Dr. Concannon’s research and thoughts on the issue

“As with so much else, the COVID-19 pandemic has amplified the intersectionality between extremist threats, exponentially increasing their potency.  The rise of these threats experienced in the U.S. prior to the pandemic, particularly by right wing extremists and nationalists or separatists, are increasingly mainstream and -- as evidenced by the recent thwarting planned murders of pro-immigration figures by extremists within the German special forces, remarks by the French Minister of the Interior that were characterized as a dog whistle, and the rise of the teenage-led white supremacist British Hand – increasingly global.  There is evidence that individuals within these groups are converging with conspiracy groups such as Q-Anon, science-deniers and anti-vaxers, who are also gaining traction in the mainstream.  A reported 70 Congressional nominees running in the 2020 U.S. primaries endorse the deep state/anti-institution conspiracy theories espoused by Q.  A study published by the non-profit group Avaaz found that content from health misinformation superspreader websites, such as and Truth About Cancer received four times as many views on Facebook than the content of leading health organizations, such as WHO and CDC.  Assertions that COVID-19 is a hoax designed to undermine the U.S. president align perfectly with the Q-uanon conspiracy assertions, and with right wing anti-government/anti-shut-down positions.
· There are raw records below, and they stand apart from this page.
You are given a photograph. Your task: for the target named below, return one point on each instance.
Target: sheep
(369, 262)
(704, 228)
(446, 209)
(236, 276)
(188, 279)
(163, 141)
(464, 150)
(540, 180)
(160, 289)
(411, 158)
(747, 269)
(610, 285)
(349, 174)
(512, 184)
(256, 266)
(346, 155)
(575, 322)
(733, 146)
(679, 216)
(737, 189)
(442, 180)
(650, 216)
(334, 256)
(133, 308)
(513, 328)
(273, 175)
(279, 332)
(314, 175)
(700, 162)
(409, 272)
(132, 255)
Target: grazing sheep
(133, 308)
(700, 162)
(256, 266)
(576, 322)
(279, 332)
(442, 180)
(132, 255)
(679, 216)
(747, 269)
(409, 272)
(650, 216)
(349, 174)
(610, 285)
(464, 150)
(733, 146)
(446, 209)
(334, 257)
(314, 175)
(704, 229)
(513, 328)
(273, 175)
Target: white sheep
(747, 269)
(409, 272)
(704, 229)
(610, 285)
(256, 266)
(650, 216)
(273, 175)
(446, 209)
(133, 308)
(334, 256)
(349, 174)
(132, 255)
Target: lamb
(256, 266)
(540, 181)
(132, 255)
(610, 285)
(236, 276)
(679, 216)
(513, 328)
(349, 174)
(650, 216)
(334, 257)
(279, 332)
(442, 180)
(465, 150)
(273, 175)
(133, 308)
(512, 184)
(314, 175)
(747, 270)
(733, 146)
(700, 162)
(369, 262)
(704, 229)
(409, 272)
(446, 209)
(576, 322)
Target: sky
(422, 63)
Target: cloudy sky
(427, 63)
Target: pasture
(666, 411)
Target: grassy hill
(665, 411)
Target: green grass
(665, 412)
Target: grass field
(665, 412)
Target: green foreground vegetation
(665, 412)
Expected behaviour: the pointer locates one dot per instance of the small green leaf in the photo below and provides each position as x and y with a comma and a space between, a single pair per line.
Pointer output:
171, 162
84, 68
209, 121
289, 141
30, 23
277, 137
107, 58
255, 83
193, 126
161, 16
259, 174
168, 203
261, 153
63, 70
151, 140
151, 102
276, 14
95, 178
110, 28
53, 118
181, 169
Other extremists group members have radicalized the pandemic. In March, a Missouri white supremacist told an undercover F.B.I. agent that he planned to detonate a car bomb outside a hospital treating Covid-19 patients. He called the plan “Operation Boogaloo.”  A segment of the Boogaloo Bois also intersected with Black Lives Matter, aligning with the anti-law enforcement position of the movement.  In May, several Boogaloo members were arrested before they could join a Las Vegas BLM protest with Molotovs, guns and ammunition in an attempt to, according to public sources, start a riot to advance their nihilistic goals.” 

Reforming at the Workplace

“The mainstreaming and greater prevalence of extremism increases the likelihood that it will be found within and outside our organizations, which in my opinion, suggests a need to increase our focus on behavioral threat assessment and workplace bystander programs, increase the “‘security literacy’” of our workforce generally, and enhance our public and private community partnerships.”

This threat of mainstream extremism is becoming a huge concern during these already troubling times. It is important to enact reform from within the route of our society- the workforce.  If we start here, we can dissuade people from engaging with these conspiracies.